Dive Brief:
- Lyft on Friday filed paperwork with the Securities and Exchange Commission (SEC) to go public. Trading could begin in March; the company will be listed as LYFT on the Nasdaq Stock Market.
- The filing did not specify a potential valuation, but The Wall Street Journal reports that the company is expected to exceed its private valuation of $15.1 billion, citing people familiar with the offering. The filed S-1 form also showed that the company continues to experience heavy losses, although at the same time it is also growing revenue.
- Lyft is the first of several tech giants expected to go public in 2019, including ride-hailing competitor Uber.
Dive Insight:
The investor response to Lyft’s filing will be closely watched as a potential bellwether for other tech filings expected later this year, like Airbnb, Slack and Postmates. It will probably be most directly compared to Uber, which has indicated it will go public early this year, although with a significantly higher value. Uber was recently valued as high as $120 billion, although experts warned late last year that investors could be scared off by the companies' heavy losses.
Lyft’s filing reflects the significant strides it has made in going beyond ride-sharing, and its efforts to give people mobility options that do not involve single-occupancy vehicles.
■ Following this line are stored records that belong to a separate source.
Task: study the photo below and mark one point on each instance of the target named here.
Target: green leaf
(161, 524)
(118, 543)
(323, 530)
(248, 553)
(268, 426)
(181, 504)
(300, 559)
Besides offering transit directions and encouraging carpooling through shared rides, Lyft acquired bike-share firm Motivate last year and has committed to investing in expanding networks in member cities. Lyft also launched a shared scooter network in cities like Denver and Los Angeles, and has also been pushing into autonomous vehicles (AVs); its filing notes that developing such vehicles or partnering with automakers is a key part of its future.
A key hurdle for potential investors will be a tolerance for financial losses in exchange for rapid expansion. Lyft’s net loss reached $911 million last year, and its filing notes “we have incurred net losses each year since our inception and we may not be able to achieve or maintain profitability in the future.” Uber, likewise, has operated at a loss.
As Curbed notes, going public may change that picture for Lyft, which may have to raise prices for customers in order to become profitable for shareholders. The expansion into lower-cost, and more environmentally sustainable, bike and scooter networks may likewise force ride rates to go up. Going public could also invite more scrutiny into how Lyft pays its drivers and its relationships with regulators and transit services in cities.